Photo Courtesy of Prince Rupert Port Authority
Canada balked at U.S. attempt to require American materials on B.C. ferry terminal.

After a trade dispute escalated between the U.S. and Canada over "Buy American" procurement provisions, the Alaska Dept. of Transportation abruptly cancelled a construction bid for the Prince Rupert Ferry Terminal in British Columbia.

On Jan. 21, Canada invoked an anti-sanctions law, the Foreign Extraterritorial Measures Act (FEMA), which exposes companies that agree to Buy American provisions in contracts for construction on Canadian soil to fines up to $1.5 million, said a spokesman with Foreign Affairs, Trade and Development Canada.

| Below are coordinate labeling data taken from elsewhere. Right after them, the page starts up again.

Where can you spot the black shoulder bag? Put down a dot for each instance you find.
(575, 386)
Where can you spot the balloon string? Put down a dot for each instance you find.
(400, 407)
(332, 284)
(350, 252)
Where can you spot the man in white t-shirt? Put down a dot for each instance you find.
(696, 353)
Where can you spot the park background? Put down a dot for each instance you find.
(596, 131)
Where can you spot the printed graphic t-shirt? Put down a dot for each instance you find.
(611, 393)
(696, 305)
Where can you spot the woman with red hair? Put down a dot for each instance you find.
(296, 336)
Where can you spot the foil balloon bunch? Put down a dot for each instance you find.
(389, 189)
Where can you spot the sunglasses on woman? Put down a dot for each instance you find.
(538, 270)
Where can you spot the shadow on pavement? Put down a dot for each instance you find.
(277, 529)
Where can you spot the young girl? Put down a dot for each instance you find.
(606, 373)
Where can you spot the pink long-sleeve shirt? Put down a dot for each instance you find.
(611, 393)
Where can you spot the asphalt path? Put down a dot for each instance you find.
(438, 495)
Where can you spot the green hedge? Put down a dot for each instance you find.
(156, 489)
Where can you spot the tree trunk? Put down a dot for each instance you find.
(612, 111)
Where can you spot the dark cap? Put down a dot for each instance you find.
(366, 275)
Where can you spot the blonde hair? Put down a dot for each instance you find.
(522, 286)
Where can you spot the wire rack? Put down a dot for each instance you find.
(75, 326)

The previous day, Patricia Eckert, international trade adviser for Alaska Gov. Bill Walker (I), told ENR that the governor would not ask the U.S. Federal Highway Administration for a waiver for Canadian firms from Buy American provisions. The bid would open on Jan. 21, as scheduled, she said. That changed after Canada invoked a law that blocked provisions in the bid, Eckert said. "We don't have a direct response to FEMA but don't feel there is a good atmosphere to proceed with the project," she said.

The port is on Canadian land but leased to Alaska until 2063. All the terminal's iron and steel products are subject to Buy America provisions, under the 2008 American Recovery and Reinvestment Act. The Canadian Institute of Steel Construction called for retaliation. "If you won't let us work down there, you can't work on our bridges," says Tareq Ali, spokesman for CISC.

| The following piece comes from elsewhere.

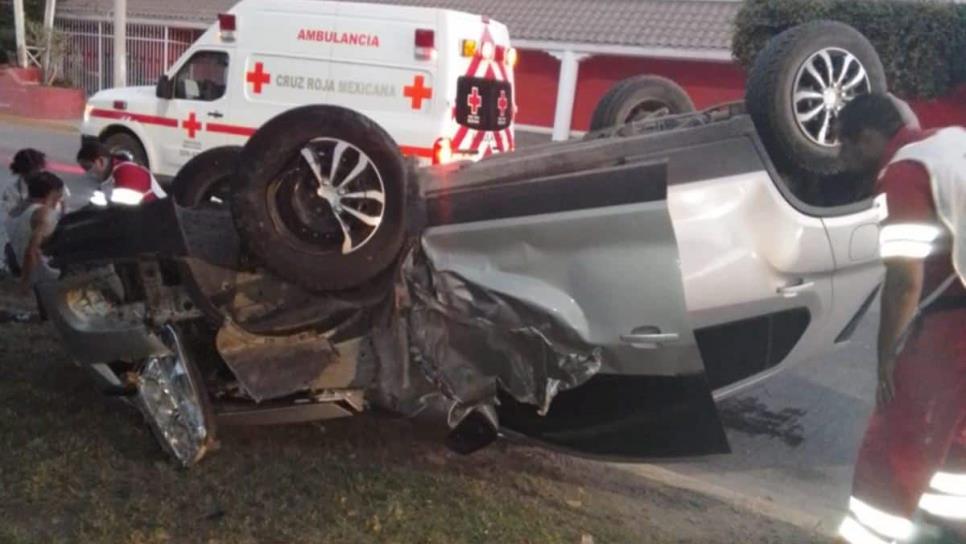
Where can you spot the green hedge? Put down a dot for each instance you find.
(922, 43)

"The federal government must not allow these Buy American provisions to apply on Canadian soil. It is just not acceptable," said B.C. Premier Christy Clark in a statement.

Michael Atkinson, Canadian Construction Association president, says requesting waivers is a better solution than retaliation. "We're not advocating a similar 'Buy Canada' program," Atkinson says. "If we were to have a blanket prohibition against U.S. materials, we wouldn't be able to build anything."

Atkinson says contractors—even those who stand to benefit—don't like programs like Buy America because they ultimately become charged with policing them. "Our association does not like preferential contracts," Atkinson says. "And contractors don't want to have to account for every beam or board they use, either."

CISC says the Buy American Act violates the North American Free Trade Agreement. For example, the St. Lawrence corridor project, which includes the new $5-billion Champlain Bridge and $500 million in upgrades for Great Lakes port facilities, is one of the largest ongoing infrastructure projects in North America.

CISC wants U.S. labor and materials barred until the Buy American provisions are repealed. "We have massive infrastructure that is aging, and there is going to be a lot of work in the coming years," Ali says. "Canada's projects are open to the world, so our big thing is reciprocity."

Atkinson says the dispute "is better resolved through bilateral trade talks than retaliation."

The ferry-terminal job is relatively small—$15 million to $20 million. It could set a dangerous precedent for the Canadian construction and materials sectors, Ali says.